Facilitating Peer Response in Online Courses (Co-sponsored with Miami Online)

with Rena Perez and Will Chesher 

In this workshop, participants will first learn about best practices and principles of facilitating peer response in their online synchronous or asynchronous courses. This includes identifying different methods and types of peer response, and even the use of platforms like Eli Review to guide students through the process. Participants will then create a peer response plan to incorporate in their classes.

Unpacking a Writing Assignment: Making Expectations Visible 

With Elizabeth Wardle and Rena Perez

In order to complete writing assignments successfully, students need four types of knowledge: subject matter knowledge, rhetorical knowledge, genre knowledge, and process knowledge. This workshop draws on scholar Anne Beaufort’s (2007) work to invite participants to unpack one of their major writing assignments and consider how they can revise the assignment scaffolding to make these various types of knowledge visible and accessible to students. Participants will leave with a revised major assignment and a new lens for assignment design.

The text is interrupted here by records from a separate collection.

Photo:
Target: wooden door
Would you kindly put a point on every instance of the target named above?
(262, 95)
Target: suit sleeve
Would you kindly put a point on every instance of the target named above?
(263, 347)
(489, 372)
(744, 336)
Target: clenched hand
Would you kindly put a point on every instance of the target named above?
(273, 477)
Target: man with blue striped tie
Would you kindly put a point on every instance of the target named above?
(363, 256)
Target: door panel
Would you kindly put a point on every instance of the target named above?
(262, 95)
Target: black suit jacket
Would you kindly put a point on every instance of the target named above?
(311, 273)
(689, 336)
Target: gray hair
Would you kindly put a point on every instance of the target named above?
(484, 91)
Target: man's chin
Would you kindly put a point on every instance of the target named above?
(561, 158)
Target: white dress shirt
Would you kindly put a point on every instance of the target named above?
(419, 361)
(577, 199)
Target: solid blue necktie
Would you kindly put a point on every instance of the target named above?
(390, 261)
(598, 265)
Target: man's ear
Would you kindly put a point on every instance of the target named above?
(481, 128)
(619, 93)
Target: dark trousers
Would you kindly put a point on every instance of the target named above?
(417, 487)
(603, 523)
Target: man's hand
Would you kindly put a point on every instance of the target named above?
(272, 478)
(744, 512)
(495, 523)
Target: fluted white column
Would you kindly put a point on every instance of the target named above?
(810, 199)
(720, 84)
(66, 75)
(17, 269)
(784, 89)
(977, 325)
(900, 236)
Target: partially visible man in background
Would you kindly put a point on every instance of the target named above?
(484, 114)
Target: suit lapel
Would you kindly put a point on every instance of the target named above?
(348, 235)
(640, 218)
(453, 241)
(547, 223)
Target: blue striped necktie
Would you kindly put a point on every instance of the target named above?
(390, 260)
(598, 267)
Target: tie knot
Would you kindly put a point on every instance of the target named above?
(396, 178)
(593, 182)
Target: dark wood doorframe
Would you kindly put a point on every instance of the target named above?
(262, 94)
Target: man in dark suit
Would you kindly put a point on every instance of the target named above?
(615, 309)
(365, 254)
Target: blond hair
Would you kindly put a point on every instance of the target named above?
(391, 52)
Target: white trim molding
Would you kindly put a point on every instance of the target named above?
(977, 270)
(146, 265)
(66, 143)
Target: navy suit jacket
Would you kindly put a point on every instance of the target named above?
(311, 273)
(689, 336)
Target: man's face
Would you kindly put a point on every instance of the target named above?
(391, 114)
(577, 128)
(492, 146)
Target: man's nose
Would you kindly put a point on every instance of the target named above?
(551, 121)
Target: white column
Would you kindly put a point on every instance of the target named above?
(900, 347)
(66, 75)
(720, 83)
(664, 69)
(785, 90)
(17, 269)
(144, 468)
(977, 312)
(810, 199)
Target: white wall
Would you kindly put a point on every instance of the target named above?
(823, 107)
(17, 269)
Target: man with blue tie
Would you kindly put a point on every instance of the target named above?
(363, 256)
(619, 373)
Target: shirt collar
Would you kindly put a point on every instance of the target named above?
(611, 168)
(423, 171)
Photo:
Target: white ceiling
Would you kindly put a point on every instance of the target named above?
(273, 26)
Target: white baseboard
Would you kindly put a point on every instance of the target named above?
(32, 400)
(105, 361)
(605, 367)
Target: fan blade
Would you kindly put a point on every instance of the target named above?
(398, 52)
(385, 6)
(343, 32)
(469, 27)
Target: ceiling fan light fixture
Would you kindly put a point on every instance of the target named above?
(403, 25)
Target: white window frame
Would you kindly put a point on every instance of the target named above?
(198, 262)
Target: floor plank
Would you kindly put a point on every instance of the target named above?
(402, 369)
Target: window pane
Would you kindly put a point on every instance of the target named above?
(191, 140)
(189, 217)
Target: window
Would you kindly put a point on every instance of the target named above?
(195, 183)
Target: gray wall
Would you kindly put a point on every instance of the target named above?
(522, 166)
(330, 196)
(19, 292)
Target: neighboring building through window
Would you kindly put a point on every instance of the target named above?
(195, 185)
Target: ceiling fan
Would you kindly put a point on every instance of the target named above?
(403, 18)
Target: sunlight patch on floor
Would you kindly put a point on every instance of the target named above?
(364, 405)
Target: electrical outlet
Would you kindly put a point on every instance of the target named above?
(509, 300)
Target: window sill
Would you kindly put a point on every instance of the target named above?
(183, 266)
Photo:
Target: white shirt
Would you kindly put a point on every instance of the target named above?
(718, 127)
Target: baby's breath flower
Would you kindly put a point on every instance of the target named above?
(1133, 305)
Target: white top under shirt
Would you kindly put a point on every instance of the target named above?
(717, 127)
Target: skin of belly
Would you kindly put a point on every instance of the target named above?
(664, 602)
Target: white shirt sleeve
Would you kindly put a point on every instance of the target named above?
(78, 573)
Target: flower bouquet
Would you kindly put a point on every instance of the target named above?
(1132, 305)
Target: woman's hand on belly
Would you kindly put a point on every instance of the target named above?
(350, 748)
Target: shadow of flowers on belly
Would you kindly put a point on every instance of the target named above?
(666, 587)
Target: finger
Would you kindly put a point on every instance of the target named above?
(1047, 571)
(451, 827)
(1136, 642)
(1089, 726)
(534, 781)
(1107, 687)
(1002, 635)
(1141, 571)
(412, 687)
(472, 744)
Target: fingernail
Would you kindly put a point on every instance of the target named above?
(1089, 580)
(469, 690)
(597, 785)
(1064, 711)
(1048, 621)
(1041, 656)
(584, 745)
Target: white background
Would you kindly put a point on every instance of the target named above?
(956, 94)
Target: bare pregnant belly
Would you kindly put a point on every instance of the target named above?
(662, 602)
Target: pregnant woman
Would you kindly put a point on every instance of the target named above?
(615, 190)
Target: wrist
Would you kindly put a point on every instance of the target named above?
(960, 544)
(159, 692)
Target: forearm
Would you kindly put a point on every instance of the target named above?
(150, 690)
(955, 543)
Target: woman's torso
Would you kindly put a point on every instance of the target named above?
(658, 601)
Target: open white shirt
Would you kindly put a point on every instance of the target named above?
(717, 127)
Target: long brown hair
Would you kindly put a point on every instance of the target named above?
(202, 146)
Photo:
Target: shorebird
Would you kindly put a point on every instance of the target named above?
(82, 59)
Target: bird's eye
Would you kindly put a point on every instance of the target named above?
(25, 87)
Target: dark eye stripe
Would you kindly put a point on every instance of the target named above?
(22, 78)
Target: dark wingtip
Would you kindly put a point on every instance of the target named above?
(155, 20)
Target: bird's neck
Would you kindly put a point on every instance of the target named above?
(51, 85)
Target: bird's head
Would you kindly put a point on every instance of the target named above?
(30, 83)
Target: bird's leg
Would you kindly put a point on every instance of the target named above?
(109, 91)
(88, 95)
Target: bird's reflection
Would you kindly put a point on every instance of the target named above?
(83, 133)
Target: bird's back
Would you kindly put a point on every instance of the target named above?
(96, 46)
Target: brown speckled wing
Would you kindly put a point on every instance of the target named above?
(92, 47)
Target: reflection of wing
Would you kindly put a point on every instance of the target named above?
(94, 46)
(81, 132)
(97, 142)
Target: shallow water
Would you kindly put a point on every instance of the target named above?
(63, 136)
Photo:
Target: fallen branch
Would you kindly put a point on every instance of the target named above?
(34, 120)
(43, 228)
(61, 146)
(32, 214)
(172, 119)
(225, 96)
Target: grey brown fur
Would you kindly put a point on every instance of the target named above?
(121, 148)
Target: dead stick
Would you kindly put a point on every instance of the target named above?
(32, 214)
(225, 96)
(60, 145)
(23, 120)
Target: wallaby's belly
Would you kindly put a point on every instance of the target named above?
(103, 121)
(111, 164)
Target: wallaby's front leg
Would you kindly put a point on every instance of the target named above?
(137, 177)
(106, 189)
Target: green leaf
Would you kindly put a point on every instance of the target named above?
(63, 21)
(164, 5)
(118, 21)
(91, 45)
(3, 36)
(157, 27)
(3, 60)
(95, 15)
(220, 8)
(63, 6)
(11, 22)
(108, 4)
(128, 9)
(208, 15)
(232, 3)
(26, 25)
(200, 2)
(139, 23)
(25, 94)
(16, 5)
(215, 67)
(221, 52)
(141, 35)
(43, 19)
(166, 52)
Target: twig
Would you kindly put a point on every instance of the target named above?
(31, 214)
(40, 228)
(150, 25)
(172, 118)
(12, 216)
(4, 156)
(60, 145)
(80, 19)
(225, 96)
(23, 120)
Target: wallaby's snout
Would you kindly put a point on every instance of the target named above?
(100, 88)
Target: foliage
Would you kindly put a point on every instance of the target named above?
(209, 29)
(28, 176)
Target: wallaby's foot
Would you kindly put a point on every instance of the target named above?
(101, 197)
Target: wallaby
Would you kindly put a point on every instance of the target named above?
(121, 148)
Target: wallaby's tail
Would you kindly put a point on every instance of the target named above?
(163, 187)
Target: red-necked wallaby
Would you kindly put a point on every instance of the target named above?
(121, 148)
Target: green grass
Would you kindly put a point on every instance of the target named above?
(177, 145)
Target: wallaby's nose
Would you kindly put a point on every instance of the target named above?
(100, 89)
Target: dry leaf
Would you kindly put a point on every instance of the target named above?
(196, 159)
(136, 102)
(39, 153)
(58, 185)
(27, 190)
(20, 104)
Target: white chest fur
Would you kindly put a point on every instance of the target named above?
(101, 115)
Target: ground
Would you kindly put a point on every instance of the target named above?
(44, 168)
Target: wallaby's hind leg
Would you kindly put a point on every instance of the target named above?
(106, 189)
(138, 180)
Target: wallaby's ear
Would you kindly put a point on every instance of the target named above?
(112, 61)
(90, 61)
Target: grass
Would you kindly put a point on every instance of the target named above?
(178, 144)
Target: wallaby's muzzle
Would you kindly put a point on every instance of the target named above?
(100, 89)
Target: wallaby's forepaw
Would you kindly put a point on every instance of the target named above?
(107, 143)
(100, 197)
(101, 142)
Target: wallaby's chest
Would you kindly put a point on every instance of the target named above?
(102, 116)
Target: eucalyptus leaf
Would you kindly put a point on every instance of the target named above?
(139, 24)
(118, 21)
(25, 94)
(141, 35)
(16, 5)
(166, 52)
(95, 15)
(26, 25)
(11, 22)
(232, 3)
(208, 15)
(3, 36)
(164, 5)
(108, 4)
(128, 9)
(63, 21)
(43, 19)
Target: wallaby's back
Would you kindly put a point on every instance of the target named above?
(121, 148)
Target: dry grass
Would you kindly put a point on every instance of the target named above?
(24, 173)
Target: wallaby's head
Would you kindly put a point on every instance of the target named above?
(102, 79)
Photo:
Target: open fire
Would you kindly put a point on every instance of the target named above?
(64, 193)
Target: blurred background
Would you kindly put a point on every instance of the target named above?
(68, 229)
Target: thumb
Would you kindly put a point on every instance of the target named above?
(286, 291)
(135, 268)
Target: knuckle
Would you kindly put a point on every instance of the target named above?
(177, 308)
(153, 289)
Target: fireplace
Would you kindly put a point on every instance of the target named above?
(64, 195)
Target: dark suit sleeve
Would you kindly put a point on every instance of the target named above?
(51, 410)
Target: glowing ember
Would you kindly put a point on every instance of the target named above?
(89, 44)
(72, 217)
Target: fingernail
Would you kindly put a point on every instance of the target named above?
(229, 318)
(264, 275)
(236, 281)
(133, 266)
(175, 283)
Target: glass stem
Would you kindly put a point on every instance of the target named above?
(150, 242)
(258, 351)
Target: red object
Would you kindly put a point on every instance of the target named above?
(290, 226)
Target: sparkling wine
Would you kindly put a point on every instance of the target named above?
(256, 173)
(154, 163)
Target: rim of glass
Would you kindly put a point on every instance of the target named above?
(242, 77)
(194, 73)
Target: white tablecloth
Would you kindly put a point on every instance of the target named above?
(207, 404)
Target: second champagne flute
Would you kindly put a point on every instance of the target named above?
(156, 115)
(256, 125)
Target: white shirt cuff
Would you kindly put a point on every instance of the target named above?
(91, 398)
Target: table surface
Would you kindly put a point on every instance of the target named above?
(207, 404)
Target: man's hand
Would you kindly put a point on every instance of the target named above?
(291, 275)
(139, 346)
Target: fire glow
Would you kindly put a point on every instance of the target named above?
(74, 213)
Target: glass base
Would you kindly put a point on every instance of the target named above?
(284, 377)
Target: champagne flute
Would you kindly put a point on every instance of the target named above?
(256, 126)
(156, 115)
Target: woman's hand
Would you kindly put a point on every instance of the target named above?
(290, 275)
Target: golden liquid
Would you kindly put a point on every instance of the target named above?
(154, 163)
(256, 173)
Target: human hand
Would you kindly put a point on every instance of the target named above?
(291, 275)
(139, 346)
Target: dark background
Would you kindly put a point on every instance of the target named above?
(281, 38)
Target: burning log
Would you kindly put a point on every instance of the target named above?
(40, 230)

AI Tools in Our Classrooms: Creating Syllabus Statements and Academic Integrity Policies Interactive Workshop

With Mandy Olejnik, Rena Perez, and Brenda Quaye

As previous HCWE workshops this semester have demonstrated, AI tools (including ChatGPT and the newly-unveiled GPT-4) are entering our classrooms and our students’ educational experiences. What does that mean for syllabi and policy, especially for statements and policies that limit what support students can receive? How much is too much support from a language generator tool? How could and should students disclose help they received from such tools? What syllabus statements and program policies can help clarify what we mean by “academic integrity,” as well as invite productive discussion and exploration of tools that will now be ubiquitous?

In this interactive workshop, participants will put to use what they have learned about AI/ChatGPT so far this semester in order to draft, share, and modify policy and integrity statements. They will draw from example resources and statements shared during the session to create their own, collaborate with colleagues, and leave with a draft and plan for implementation.

What is Writing For in the Age of AI? An Interactive Working Day for Ohio Teachers

Sponsored by the Roger & Joyce Howe Center for Writing Excellence, the Ohio College Teaching Consortium, and the Ohio Writing Project.

This interactive working day is open to all teachers across Ohio, both K-12 and postsecondary, at all institution types.


  • 8:45 a.m. - 10:00 a.m.: Guest speakers will give short talks on pressing ideas around AI and other related technologies and their implications for teaching.
  • 10:00 a.m. - 11:00 a.m.: Participants will work with others in small groups to develop policies, rethink writing assignments, consider how AI can inform their own writing and teaching, and/or engage in future-casting about next developments in AI tools.
  • 11:00 a.m. - 12:00 p.m.: A panel of teachers and students will share how they are currently using AI across K-16 spaces.

Numerous resources will be shared throughout the day in "sharecase" booths. Participants will leave with ideas and materials that they can incorporate into their teaching immediately, and with connections across institutions for future collaborations.